Materials: daikon peel, bamboo, tattoo pigment

The skin is the largest of the organs of the human body. It is the boundary between the inside  and the outside of a person. Not only does it protect the inside of the body, but it also reveals information about the person. In this series I see the daikon peel as the human skin. I damage it, leaving scars. A scar means the healing of a wound, which records the pain and tells the story of what happened in the past. The scar that is formed begins to deform as the skin loses its firmness and elasticity, but it is still there, never disappearing, as deeply rooted in our hearts as the memory.

The works react to my relationship with masculinity in the form of a timeline. The physical scars visible on the skin are the embodiment of the emotional scars that I have suffered as a result of my relationship with masculinity. I try to tell a real story, a personal yet universal story.

When I was a kid, I did not realize that I was "abnormal".

Later I realized that at that time they all thought that this little boy was strange.

I acted feminine and liked girly things.

When I grew up and they jokingly mentioned it to me, I was so embarrassed that I didn't know how to respond.

 

These experiences left scars there on me, although I didn't feel them at the time.

As I entered elementary school, I found that my differences began to be magnified.

They called me a sissy, a ladyboy.

I was sad, even hated myself but couldn't do anything about it.
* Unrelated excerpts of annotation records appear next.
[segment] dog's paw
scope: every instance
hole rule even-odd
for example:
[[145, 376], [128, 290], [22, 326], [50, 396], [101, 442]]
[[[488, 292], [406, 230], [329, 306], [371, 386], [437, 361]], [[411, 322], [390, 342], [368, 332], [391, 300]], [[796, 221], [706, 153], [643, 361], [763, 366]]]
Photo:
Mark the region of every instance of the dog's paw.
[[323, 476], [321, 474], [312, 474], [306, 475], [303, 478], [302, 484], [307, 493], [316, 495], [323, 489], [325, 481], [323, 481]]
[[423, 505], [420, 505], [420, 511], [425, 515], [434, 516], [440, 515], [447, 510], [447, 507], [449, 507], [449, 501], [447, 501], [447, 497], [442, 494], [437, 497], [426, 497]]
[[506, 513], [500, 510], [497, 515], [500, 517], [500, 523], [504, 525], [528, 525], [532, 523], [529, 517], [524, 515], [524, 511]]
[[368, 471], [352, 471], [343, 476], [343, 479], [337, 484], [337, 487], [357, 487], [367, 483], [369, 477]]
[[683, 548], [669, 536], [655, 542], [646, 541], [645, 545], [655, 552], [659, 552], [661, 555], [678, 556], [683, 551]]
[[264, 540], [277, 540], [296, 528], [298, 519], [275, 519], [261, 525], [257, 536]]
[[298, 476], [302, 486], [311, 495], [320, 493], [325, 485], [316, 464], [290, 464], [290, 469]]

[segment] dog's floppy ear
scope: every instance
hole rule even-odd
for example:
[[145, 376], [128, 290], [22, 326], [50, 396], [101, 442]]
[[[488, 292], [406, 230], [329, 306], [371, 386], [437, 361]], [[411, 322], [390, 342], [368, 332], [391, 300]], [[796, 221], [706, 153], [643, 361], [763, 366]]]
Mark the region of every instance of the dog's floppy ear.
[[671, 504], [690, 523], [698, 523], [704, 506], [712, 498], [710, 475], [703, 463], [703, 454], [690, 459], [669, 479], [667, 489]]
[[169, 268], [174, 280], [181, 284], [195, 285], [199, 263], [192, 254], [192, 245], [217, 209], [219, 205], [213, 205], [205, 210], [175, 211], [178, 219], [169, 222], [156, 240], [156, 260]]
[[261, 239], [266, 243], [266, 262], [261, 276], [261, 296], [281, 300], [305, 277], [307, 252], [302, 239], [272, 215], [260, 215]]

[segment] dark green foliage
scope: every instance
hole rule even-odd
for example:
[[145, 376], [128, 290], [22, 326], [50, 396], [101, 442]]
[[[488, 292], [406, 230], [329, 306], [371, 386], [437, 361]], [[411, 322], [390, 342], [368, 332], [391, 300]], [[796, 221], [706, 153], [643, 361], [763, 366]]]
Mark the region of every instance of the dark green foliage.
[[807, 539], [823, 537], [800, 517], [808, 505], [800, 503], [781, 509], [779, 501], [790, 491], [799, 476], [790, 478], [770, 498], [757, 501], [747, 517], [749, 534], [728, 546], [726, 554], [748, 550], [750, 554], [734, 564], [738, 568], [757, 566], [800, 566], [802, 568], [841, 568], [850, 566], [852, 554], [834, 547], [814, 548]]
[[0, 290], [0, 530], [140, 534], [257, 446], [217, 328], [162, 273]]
This school life lasted for 10 years.

 

Slowly I finally learned how to play a man which the society expected, but I needed a new environment to start over.

I was afraid that they would know about my past. A past that is hard to talk about.

When I entered university in China in 2010 , a whole new life came to me.

For I could get away from that pain-filled place.

But the comments of others in the past, even physical insults had long been like a countless number of needles sticking into my heart.

Pain,pain,so much pain.

 

I never forgot it, but I dared not resist, I had to submit and be a “man”.

So I used the wounds others gave me to turn them into thorns to protect myself.

From the outside in, from the inside out, they were all scars, nothing different.

Slowly I began to tentatively pull the thorns out of my body as I noticed those labels slowly disappearing from me.

But those scars were still there, and I still needed them as my shelter.

Because I lived in such a society and I know it well.

Finally I was going to study in Germany.

I started to grow my hair long, looking forward to it, looking forward to a real self.

However, reality taught me that masculinity was still a problem for me, both in Germany and in Belgium.

But I finally dared to face myself and be myself.

Of course the sad past  has stabbed me over and over again.

It still hurts because I still mind.

The scars are painful but beautiful, they are the marks of my fight against existing expectations of masculinity.

The scars are growing and growing.

I hope that one day I will be able to reconcile with  the masculinity expectation given by society.